21 Things I Tell My Kids Before Playdates

by Clint Edwards
Originally Published: 

When I was a kid we didn’t have playdates. Kids just wandered the neighborhood until they found friends and had to be home before the streetlights turned on. But that’s not the case now. Now everything is organized and structured and has a date and time. And with me making the appointment, I feel a particular urgency to make sure my kids are on their best behavior while at a playdate because, somehow, my name is attached.

I have a long list of things I tell my children before they go to a playdate. I tell myself this advice is to teach my children how to act appropriately in public, and for the most part, that is true, but some of it is that I don’t want my kids making their parents look bad.

Here are a few examples of things I’ve told my children before playdates:

1. It’s fine if you pretend you’re a dog, but don’t bite anyone.

2. Offer to help clean up even if you don’t want to.

3. Flush the toilet. I don’t care if the sound is scary; no one else needs to know about your poop or your phobias.

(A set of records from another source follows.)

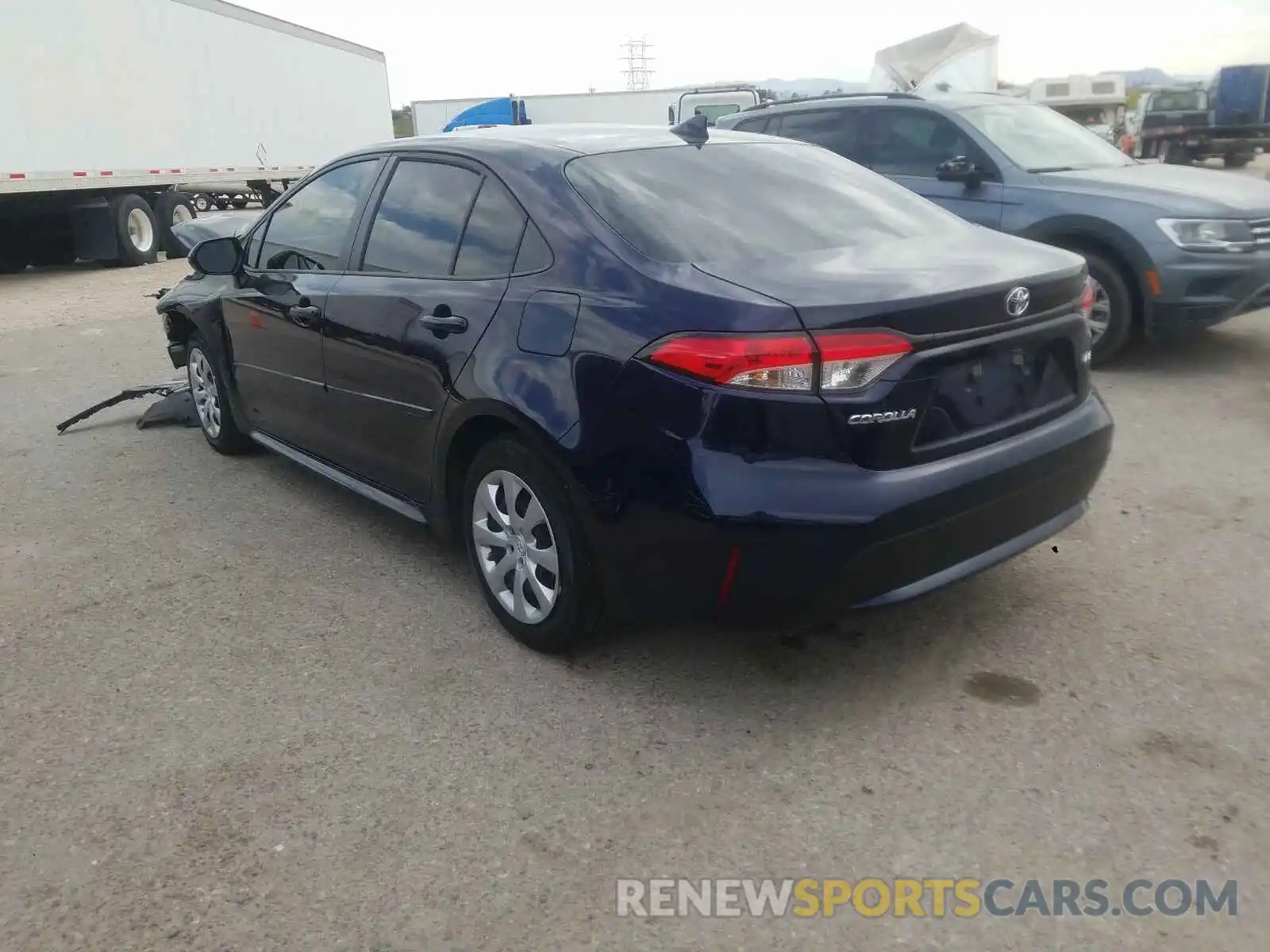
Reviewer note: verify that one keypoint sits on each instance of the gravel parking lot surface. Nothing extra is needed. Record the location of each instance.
(241, 708)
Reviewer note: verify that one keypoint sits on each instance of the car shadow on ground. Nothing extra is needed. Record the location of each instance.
(1217, 351)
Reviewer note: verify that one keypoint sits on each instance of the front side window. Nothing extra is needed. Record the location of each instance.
(914, 143)
(417, 226)
(311, 230)
(836, 130)
(747, 201)
(1037, 139)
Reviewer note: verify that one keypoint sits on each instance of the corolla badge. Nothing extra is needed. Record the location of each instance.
(1018, 301)
(886, 416)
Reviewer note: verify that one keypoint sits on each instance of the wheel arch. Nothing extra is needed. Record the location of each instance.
(465, 431)
(182, 324)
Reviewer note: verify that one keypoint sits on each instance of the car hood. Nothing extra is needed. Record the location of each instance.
(1172, 188)
(221, 225)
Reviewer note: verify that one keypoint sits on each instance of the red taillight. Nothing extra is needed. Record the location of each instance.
(831, 361)
(770, 362)
(854, 361)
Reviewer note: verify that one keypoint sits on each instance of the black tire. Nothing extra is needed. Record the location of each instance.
(122, 209)
(220, 429)
(1114, 340)
(1174, 154)
(575, 609)
(168, 207)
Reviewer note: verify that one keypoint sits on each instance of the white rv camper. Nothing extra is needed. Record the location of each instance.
(956, 59)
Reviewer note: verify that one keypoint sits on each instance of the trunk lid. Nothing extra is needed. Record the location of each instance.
(916, 287)
(978, 372)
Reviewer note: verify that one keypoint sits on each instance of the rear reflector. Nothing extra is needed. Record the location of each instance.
(1087, 298)
(833, 361)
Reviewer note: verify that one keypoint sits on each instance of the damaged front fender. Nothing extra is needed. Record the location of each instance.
(220, 225)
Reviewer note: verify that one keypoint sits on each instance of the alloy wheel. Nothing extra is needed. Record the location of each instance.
(141, 232)
(516, 547)
(202, 389)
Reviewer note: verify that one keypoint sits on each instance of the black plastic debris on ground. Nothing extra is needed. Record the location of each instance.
(175, 406)
(173, 409)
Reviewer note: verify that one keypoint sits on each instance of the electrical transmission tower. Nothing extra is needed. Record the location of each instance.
(635, 57)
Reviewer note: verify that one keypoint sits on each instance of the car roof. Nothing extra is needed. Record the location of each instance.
(856, 101)
(563, 140)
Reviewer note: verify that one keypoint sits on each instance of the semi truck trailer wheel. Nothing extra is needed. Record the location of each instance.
(137, 232)
(173, 209)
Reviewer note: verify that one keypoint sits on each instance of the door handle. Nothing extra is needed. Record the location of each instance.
(444, 324)
(304, 315)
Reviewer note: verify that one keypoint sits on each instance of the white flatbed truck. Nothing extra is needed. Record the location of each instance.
(95, 152)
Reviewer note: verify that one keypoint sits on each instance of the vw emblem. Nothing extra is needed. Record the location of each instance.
(1018, 301)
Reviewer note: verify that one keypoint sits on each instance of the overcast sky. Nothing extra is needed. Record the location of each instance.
(495, 48)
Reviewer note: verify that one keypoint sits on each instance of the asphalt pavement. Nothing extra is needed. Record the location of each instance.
(241, 708)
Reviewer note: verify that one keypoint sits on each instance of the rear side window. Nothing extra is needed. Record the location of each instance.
(836, 130)
(314, 228)
(417, 228)
(533, 255)
(741, 201)
(492, 236)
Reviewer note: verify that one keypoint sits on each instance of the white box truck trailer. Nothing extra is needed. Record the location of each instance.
(112, 107)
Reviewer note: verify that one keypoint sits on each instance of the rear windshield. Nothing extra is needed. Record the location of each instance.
(732, 201)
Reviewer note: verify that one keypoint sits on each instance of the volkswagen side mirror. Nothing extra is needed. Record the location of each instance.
(959, 169)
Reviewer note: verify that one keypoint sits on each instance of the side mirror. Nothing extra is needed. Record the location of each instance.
(216, 255)
(959, 169)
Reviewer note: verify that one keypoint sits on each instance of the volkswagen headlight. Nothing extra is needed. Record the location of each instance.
(1210, 234)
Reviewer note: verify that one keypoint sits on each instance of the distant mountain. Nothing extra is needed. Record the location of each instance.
(812, 86)
(1151, 76)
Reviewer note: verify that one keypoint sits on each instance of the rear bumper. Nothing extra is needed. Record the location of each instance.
(822, 536)
(1202, 291)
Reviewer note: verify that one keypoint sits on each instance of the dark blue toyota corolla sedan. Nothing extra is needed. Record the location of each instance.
(639, 372)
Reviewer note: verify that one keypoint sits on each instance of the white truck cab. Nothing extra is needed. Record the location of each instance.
(713, 103)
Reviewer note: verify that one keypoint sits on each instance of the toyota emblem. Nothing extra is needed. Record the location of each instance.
(1018, 301)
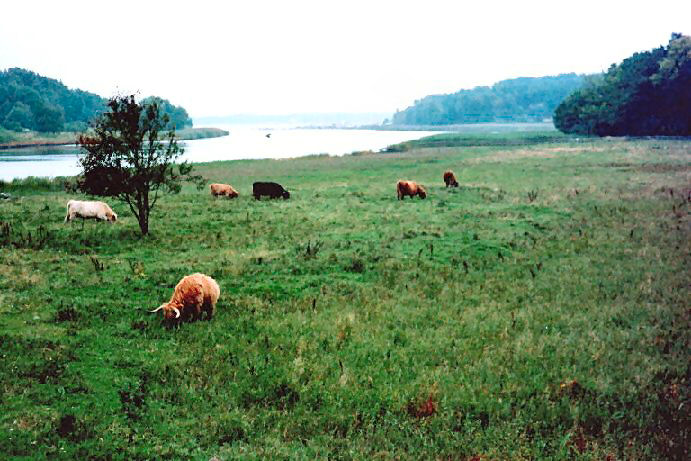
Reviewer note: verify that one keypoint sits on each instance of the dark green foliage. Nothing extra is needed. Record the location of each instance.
(30, 101)
(515, 100)
(354, 326)
(129, 157)
(177, 116)
(647, 94)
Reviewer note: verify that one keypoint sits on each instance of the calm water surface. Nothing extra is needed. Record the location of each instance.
(241, 143)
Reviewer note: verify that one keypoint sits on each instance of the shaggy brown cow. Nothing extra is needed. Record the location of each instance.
(410, 188)
(223, 189)
(192, 294)
(450, 179)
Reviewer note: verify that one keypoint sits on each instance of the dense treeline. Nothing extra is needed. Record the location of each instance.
(515, 100)
(647, 94)
(30, 101)
(33, 102)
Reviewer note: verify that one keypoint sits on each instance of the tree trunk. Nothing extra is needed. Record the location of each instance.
(143, 205)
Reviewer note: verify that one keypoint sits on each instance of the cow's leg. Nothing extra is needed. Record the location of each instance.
(209, 309)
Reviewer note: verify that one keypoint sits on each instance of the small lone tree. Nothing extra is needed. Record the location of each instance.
(130, 157)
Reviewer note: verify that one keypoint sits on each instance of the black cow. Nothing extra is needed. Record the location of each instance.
(272, 189)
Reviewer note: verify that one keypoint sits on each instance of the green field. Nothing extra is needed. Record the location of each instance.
(539, 311)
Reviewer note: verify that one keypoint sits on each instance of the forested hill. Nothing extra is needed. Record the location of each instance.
(33, 102)
(30, 101)
(648, 94)
(516, 100)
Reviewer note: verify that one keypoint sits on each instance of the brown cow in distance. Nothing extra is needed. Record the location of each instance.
(224, 190)
(192, 295)
(450, 179)
(410, 188)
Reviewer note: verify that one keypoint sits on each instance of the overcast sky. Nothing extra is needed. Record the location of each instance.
(291, 56)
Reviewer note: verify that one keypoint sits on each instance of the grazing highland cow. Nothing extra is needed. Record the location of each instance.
(272, 189)
(192, 295)
(89, 210)
(410, 188)
(223, 189)
(450, 179)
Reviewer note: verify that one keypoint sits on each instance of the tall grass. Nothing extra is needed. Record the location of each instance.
(538, 311)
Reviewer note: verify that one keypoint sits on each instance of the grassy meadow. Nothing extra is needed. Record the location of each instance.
(539, 311)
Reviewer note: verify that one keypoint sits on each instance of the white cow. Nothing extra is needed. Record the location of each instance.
(86, 210)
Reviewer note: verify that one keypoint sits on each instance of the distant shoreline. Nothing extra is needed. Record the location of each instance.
(34, 139)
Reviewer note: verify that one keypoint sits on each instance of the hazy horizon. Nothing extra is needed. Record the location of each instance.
(271, 57)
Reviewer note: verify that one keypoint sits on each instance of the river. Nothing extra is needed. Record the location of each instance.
(242, 143)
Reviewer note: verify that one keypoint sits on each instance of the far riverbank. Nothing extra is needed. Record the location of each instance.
(12, 140)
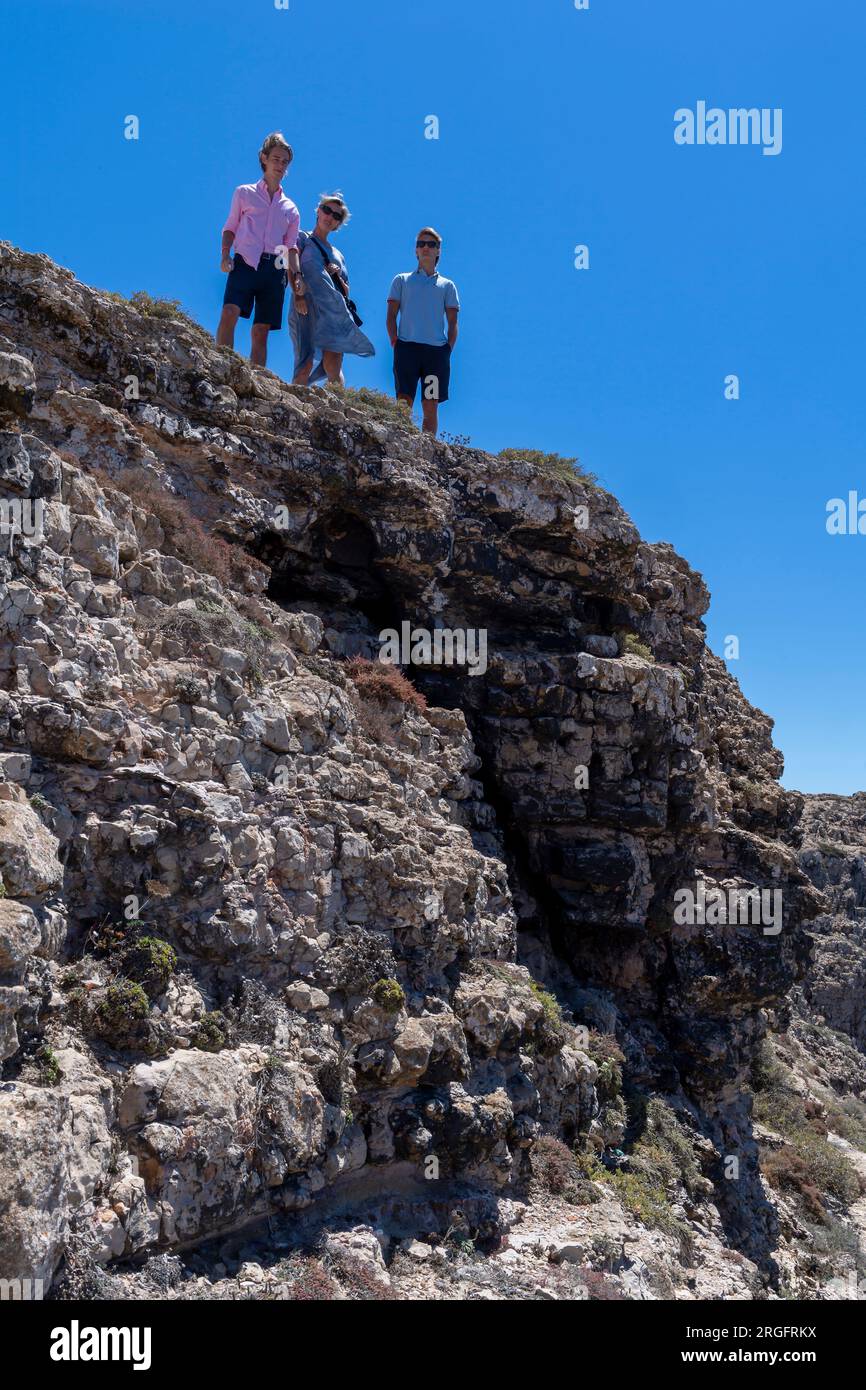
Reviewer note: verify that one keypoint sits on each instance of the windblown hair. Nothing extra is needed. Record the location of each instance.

4. If you don’t like their snacks, don’t tell them they suck. Just say, “No thank you.” People don’t need to know how rude you really are.

5. If you get too excited and barf, do it in the toilet or the garbage can. I can’t handle being known as the family who barfs on furniture.

6. Show them your dance moves. Those are cute.

7. Take off your shoes even if they don’t. I know where you’ve been.

8. If you have holes in your socks, take those off too.

9. Please don’t pee on their bathroom floor. For once, I need you to shoot that thing in a straight line.

10. Don’t break anything. It’s rude and makes us look like anarchists. But if you do break something, and it was an accident, say you are sorry.

11. Ask him if he needs help with his homework. I know it sounds lame, but I bet they’d invite you over after every school day.

12. No fighting, even if they are rude. When you’re a guest at someone’s home you need to be the bigger person. Then just don’t play with them anymore. That’s how the world works.

13. Use your “please” and “thank you”s even if they offer gross food.

14. Keep your clothing on. All of it. We’re not nudists.

15. Share your toys even if they don’t share theirs. Think of it as preparation for marriage.

16. Don’t eat your boogers. Or their boogers. No booger eating, period.

17. If they don’t know about Pokémon, don’t talk about it. That game is like a virus. Same goes for Minecraft.

18. Don’t call anyone a butthole. I wish I’d never taught you that.

19. If you need to scratch your butt, do it in the bathroom and then wash your hands. You don’t want to be that kid who picks at their butt and then reaches into the bag of chips. No one likes that kid.

20. If you need to go to the restroom, do it immediately. I don’t want you wetting your pants, trying to hide it, and getting pee all over their furniture. That’s exactly why we had to get a new sofa.

21. Don’t tell them that I told you any of these rules. In fact, don’t talk about me at all.

I don’t tell my kids this whole list before each playdate. It’s more of what they are struggling with at the moment. But ultimately, the goal is that they will represent themselves and the family appropriately and not make us all look bad. The sad thing is, I know my children better than anyone, and some of this advice is part of that. I know when my children shine, and I know what they need to work on. And all the good, bad, and ugly comes out on playdates.